The authors of the study, find that supervisors are a strong influence on their subordinates’ mode of policing for better or for worse. With a substantial number of the supervisors and trainers, a bellicose and confrontational approach is still the norm.

The style of supervision and the example set by field supervisors can be key in terms of how officers approach their duties. The active supervisor will either demonstrate a problem-solving, community building interaction style, or a confrontational and malignant pattern for emulation.

Then there is training, about which some serious misconceptions exist. One is that a recruit can be molded into a professional officer with positive demeanor and a respectful understanding of the public and limits of force.  Another NIJ 3 year study surveyed police recruits at four intervals during training and the first year on the job. It focused on academy ‘reform training’, designed to change recruits’ attitudes in the direction of community-oriented policing and problem-solving approaches.

The findings showed that academy reform training often proved ineffective due to lack of follow up and factors that contradicted the training in day to day performance of duties. More importantly, the research also demonstrated that recruits’ attitudes and beliefs about the nature of policing were already formed prior to academy training:

The best predictors of attitude change were by far the attitudes that recruits brought with them to the academy. In other words, police recruits are not empty vessels to be filled with new attitudes and values related to policing.

If an individual comes to the profession with pre-disposed tendencies of viewing the primary role of enforcement as applying force, very little  instruction that contradicts this will impact their thinking and actions on the job.

Another element of officer conduct is the policy of the agency itself. If the agency condones adversarial and un-constitutional officer behavior, officers who are prone to those behaviors will consider their actions endorsed by the city and police administration. Many departments, even when confronted with documentary evidence of felony assaults and gross abuse of authority by officers, maintain a blanket policy of declaring the officer’s actions as ‘approved behavior’.

When you see a department employing SWAT teams for situations not warranting such escalation of force and with abusive treatment of residents that looks more like clearing a hostile village in Afghanistan, you can be certain that it is city approved.

Many departments consider combat veterans as ideal police candidates, without regard to the possible risk that undiagnosed conditions such as PTSD, (Post Traumatic Stress Disorders) are now part of the candidate’s mental health profile. Rules of engagement on the battlefield can in many cases be consciously or unconsciously transferred to patrol duties.

Finally, the influence of police officer unions factors into the equation. Police and city administrators frequently adopt a deferential posture in response to allegations of unlawful conduct, because police unions reflexively defend the union member against disciplinary actions no matter the seriousness of the offense.

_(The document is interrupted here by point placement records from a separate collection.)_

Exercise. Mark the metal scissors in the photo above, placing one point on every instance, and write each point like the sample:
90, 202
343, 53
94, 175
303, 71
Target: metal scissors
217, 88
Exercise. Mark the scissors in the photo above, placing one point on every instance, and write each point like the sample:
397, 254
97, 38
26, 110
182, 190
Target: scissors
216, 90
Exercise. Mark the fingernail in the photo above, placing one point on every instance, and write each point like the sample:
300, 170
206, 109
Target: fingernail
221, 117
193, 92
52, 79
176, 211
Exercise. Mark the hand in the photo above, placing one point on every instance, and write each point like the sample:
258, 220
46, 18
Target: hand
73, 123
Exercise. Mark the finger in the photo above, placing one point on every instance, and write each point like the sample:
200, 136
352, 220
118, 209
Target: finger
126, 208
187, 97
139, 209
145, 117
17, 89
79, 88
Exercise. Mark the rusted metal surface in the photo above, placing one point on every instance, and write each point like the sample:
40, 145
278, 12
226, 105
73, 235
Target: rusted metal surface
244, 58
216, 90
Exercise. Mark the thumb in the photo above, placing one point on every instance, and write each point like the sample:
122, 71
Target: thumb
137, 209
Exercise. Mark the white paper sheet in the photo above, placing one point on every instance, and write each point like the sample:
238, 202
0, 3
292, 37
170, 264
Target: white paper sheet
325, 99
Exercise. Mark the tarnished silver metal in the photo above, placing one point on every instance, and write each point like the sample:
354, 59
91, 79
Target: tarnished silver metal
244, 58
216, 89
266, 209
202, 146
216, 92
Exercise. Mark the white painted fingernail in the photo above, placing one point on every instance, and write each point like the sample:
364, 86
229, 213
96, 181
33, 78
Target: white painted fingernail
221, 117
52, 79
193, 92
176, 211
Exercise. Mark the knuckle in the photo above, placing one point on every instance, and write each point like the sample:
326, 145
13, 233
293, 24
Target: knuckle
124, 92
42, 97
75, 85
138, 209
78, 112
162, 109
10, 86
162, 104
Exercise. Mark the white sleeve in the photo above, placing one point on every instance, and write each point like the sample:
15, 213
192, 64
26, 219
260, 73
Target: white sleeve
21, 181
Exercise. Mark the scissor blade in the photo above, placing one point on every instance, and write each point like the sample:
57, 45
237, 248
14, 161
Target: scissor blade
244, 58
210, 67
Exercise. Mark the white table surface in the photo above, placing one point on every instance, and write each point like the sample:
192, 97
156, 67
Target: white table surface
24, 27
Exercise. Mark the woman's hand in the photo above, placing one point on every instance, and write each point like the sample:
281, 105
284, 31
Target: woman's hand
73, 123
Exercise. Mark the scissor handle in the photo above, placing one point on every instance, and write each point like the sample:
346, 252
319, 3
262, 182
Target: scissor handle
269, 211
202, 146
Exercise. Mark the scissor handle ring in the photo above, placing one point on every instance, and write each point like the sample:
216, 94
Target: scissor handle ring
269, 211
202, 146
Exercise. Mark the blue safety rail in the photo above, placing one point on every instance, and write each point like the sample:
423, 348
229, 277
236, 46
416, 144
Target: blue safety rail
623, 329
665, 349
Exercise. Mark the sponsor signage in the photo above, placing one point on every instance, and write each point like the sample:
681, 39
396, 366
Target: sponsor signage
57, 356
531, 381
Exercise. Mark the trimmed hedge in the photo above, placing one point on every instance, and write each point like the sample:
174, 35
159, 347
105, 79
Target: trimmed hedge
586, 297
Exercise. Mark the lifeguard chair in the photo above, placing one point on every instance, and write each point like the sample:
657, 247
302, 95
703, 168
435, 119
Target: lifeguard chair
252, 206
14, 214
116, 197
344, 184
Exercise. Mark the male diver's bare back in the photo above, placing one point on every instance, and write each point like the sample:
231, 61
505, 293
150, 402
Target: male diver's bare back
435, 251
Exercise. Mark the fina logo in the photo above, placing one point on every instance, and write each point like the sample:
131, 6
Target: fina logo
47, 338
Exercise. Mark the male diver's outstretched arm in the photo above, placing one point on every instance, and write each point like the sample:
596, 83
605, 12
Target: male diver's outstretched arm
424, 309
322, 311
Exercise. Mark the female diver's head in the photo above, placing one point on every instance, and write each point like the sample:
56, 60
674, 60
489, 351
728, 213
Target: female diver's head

A recent Gallup poll showed that only 56 percent of people rated the police as having a high or very high ethical standard as compared with 84 percent for nurses. Incidents like this, where officers substitute their own individual authority in place of legal authority, contribute to those survey results. Notice in this video, how even when the officer is confronted with the actual law, he decides to harass and physically assault the individual anyway:


It’s one thing to see these videos and hear these stories and shake our heads in disapproval. It’s quite another to actually confront city officials in a responsible manner and demand that changes be adopted in policy, supervision and training. That’s the solution to the problem.

Silence is interpreted as consent. If they don’t hear your objections, they assume that what they are doing is acceptable and that you approve. As John Stuart Mill told an audience at St. Andrews College back in 1867, “Bad men need nothing more to compass their ends, than that good men should look on and do nothing.”